1.e4 e5 2.f4 um jogador tático refinado, Bronstein usava o Gambito do rei com frequência em suas partidas. 2…exf4 3.Nf3 d5! do ponto de vista psicológico, esta é a melhor escolha, pois essa linha leva a posições com planos mais claros, que era justamente o forte de Botvinnik. [a linha principal com 3…g5 4.h4 (4.Bc4 g4 5.0-0!?) 4…g4 5.Ne5 acabaria mais favorecendo o estilo do adversário.] 4.exd5 Nf6 5.Bb5+ [hoje em dia, segue-se com 5.Bc4! Nxd5 6.0-0 Be7 7.Bxd5! Qxd5 8.Nc3 Qd8 9.d4 0-0 10.Bxf4 Bf5 11.Qe2 e as Brancas estão um pouco melhores, o que mostra que essas aberturas “antigas” ainda podem ser utilizadas com segurança para surpreender o adversário. 1-0 Carlsen-Wang / Medias 2010.] 5…c6 6.dxc6 bxc6

7.Bc4 Nd5! segundo Botvinnik, esta jogada já havia sido testada numa partida de treino contra seu sparring Ragozin. 8.d4 Bd6 9.0-0 0-0 10.Nc3 Nxc3 11.bxc3 Bg4 12.Qd3 Nd7= encerrada a fase de abertura, as Negras possuem uma posição confortável. 13.g3 Nb6! [13…fxg3? 14.Ng5 gxh2+ 15.Kh1 g6 16.Rxf7 Kh8 17.Rxh7#] 14.Bb3?! [14.Bxf4! Bxf4 15.gxf4 Nxc4 16.Qxc4 Qd5 17.Qxd5 cxd5 18.Ne5 Bf5=] 14…c5 15.c4? uma jogada tenebrosa. As Brancas enfraquecem casas centrais importantes e deixam o bispo fora de jogo. 15…Qf6

bronstein-x-botvinnik-moscou-1952-15

16.Ne5 Bxe5 17.dxe5 [17.gxf4 Bxd4+] 17…Qxe5 aqui, meu Fritz indica uma clara vantagem para as Negras. 18.Bxf4 Qh5 19.Rfe1 Rfe8 20.a4 Be2 21.Qc3 Nd7!? com a ideia de Nf6-g4/e4 22.a5 Nf6 23.Ba4 Re6 24.Kg2? apenas acelera a derrota. Qual o sentido de se colocar o rei numa casa de mesma cor do bispo das Negras? 24…Ne4 25.Qa3 g5! 0-1

[25…g5 26.Bc1 Rf6! 27.Qe3 Bf3+ 28.Kg1 Qxh2+! 29.Kxh2 Rh6+ 30.Kg1 Rh1#]

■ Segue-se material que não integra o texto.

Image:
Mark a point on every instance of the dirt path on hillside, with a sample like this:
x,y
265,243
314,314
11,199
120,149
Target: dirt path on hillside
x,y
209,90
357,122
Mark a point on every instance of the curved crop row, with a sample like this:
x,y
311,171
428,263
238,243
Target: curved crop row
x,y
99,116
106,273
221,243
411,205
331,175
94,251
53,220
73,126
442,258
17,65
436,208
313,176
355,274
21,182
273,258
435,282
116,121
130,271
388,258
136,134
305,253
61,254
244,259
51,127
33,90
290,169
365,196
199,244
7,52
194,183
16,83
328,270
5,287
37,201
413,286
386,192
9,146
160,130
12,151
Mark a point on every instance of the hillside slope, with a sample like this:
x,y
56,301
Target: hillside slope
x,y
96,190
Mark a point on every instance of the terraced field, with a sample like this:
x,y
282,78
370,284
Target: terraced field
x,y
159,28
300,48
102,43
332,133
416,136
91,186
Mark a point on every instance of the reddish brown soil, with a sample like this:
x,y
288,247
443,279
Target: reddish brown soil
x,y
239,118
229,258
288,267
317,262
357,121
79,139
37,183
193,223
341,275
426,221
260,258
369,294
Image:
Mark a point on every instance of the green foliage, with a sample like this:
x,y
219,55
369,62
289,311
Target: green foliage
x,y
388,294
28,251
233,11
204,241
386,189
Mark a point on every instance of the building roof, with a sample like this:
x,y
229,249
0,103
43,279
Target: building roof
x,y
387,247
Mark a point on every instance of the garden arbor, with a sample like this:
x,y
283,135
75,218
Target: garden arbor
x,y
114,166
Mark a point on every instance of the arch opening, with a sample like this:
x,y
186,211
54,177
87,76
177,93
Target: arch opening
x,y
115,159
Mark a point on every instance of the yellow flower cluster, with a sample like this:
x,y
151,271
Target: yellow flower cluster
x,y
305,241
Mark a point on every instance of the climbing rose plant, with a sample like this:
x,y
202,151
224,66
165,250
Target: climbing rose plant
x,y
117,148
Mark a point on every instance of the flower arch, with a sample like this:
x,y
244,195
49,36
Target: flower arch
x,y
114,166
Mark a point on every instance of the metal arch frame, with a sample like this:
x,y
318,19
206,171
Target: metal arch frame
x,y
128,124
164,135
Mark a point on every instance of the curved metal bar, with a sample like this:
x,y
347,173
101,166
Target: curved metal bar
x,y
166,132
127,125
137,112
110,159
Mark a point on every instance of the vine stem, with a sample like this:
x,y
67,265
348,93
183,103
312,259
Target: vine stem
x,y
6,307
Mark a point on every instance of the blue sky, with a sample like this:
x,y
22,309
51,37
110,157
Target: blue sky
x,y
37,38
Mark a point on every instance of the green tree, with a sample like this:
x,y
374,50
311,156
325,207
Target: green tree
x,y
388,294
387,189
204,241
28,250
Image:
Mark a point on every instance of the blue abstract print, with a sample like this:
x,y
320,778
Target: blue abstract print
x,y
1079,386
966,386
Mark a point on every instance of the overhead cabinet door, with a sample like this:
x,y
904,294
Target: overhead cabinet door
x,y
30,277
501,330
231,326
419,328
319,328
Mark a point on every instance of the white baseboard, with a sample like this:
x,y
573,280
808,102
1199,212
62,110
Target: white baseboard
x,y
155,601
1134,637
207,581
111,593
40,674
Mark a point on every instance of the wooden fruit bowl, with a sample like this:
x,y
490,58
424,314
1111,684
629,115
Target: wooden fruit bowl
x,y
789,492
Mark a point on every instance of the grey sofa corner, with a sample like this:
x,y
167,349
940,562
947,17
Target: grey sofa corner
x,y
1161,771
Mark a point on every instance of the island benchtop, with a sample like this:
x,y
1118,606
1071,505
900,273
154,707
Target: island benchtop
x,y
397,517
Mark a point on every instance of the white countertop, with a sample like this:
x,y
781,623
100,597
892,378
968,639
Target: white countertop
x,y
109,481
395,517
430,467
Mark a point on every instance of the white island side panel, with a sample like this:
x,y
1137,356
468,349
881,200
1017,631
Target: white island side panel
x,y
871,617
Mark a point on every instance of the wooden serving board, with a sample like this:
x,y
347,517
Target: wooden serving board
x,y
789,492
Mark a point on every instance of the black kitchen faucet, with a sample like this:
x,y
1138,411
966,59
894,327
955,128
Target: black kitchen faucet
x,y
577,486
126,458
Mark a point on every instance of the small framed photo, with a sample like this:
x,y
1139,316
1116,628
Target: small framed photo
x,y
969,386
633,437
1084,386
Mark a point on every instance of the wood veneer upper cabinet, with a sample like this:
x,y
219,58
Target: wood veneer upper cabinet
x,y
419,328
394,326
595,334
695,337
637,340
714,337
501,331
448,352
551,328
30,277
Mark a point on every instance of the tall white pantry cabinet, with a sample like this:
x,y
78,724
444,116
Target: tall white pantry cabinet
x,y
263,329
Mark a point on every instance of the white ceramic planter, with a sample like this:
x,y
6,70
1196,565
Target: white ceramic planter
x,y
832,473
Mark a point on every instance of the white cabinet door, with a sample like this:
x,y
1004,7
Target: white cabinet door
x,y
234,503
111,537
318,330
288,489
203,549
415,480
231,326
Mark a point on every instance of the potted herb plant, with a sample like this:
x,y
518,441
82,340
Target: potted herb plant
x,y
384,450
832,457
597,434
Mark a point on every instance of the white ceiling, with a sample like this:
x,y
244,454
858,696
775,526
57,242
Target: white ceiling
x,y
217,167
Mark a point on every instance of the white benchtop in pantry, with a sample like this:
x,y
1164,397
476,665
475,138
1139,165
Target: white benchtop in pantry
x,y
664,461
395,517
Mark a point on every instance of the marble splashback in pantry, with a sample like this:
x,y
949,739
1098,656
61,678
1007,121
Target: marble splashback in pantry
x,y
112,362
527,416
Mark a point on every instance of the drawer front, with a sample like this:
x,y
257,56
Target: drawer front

No seu famoso livro “200 Partida abertas”, Bronstein fez uma autocrítica com relação à escolha do Gambito do Rei. Era inútil querer empreender disputas teóricas com Botvinnik, pois ele estava sempre um passo adiante de seus rivais da época nesse quesito. Provavelmente, o jogador ucraniano se sentiu desanimado com o fato das Negras terem igualado a partida sem dificuldade e não conseguiu acertar um plano bom no meio-jogo.